I could careless, when I meet someone, I take them as they are...i.e if I meet Mary, all I know it's a she and not trying to be a he and vice versa...
What I am tired of is the many who simply enjoy flauting their sexuality, I don't so why should they? I guess that's none of my business, however I believe that if you alienate yourself then perhaps you should expect to be treated differently in society because it seems like you have actually advertised yourself and what you do in your bedroom..
I do feel that the few who go out to seek a fashion statement being homosexual spoil it for others who simply want to live a 'drama free' life like the rest of us... But then again what do I know...nevertheless this is how I see things.
Sophia
I’ve been reading all your comments and the blog and I find all very interesting and valid… If only the whole World would do this exercise more often this openly and peacefully…
I come from a traditional/conservative European Catholic background and have been living in an Arab society for the past 7 years… Just like everything in life, my views on different aspects have been changing, or let’s say, evolving and I’m glad that I acquired this ability to easily find ways through constant questioning curiosity to broaden my perspectives in life…
I always accepted Homossexuality from a distance, as in, it never mattered much to me personally, never affected me, I always considered that everybody is just free to make their own choices and that is none of my business to interfere… My perception and tolerance was stretched and broaden in an amazing way when I met Mimo (not his real name) an Arab gay man that kinda opened my eyes to see the truths hidden in this society but most importantly he made me learn a lot about myself.
The more I knew Mimo and his tendencies and the humanity of his personal struggle to follow his heart the more I admired him, for everything that he stood for, I learned to absolutely adore him and it wouldn’t make me prouder to hear him call me Mummy, as the amount of humanity in him is rarely found in most people I meet and what was more amazing, was that the more I would accept him as he is and adore him including him as my extended family, the more I gained an immense love for myself for stretching my tolerance and acceptance levels.

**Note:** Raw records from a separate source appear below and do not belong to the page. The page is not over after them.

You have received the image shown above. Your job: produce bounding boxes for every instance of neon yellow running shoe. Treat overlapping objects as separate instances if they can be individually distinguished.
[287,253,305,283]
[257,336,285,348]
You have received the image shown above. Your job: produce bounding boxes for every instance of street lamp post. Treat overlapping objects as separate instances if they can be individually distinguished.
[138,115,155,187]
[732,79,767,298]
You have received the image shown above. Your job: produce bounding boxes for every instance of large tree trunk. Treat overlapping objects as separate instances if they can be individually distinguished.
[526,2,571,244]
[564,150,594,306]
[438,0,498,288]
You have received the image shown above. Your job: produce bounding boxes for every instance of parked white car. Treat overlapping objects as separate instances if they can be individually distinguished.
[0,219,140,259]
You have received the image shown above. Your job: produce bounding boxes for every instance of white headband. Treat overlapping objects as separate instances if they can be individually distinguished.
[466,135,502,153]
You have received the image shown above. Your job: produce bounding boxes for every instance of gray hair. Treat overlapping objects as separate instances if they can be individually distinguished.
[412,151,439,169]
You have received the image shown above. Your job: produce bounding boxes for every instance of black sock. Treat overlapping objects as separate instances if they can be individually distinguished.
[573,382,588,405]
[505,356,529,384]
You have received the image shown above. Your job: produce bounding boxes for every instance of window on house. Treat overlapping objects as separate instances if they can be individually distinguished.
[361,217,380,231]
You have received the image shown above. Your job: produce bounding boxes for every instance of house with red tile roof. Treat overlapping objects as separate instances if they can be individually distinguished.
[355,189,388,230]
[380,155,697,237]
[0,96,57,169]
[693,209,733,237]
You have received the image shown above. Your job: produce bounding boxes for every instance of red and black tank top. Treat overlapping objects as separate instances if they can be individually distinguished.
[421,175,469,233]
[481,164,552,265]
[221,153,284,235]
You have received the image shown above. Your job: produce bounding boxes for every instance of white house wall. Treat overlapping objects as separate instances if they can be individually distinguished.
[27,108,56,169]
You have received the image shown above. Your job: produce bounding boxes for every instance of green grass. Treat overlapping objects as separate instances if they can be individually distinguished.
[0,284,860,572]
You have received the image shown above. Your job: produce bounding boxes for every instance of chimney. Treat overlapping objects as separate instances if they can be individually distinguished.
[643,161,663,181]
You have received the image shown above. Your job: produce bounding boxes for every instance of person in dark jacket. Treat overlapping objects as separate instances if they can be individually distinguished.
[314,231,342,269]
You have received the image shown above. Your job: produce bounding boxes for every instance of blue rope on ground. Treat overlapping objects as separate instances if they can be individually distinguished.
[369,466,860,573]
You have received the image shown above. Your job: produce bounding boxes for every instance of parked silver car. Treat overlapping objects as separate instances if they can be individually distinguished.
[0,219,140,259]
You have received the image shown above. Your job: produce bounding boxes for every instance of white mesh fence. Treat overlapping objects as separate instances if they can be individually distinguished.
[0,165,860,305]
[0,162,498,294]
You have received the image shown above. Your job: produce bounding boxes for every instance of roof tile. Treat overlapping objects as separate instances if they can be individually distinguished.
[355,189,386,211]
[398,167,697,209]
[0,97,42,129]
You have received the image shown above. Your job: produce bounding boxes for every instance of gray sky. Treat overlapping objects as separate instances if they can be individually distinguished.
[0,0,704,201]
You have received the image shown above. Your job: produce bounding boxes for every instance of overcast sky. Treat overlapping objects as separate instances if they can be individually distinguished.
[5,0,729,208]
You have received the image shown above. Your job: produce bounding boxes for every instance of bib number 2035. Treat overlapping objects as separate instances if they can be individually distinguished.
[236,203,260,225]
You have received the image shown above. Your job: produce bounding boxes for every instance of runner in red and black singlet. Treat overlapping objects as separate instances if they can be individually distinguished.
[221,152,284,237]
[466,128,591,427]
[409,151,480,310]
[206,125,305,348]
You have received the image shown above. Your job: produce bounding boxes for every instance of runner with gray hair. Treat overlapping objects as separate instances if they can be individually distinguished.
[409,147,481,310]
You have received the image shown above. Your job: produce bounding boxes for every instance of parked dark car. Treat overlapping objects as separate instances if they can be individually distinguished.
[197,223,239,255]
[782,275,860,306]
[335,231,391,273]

What I learned is that we tend to criticize more about others what we lack in our own selves, I learnt that when we talk about someone’s particular attribute, we’re really talking about our particular limitations. And if we bend those limitations and just simply accept ourselves and others we will live as lighter and happier souls…
After all marriage is supposed to be an ode to love, are we going to punish somebody to love someone else and their wish to settle down just because they’re the same sex?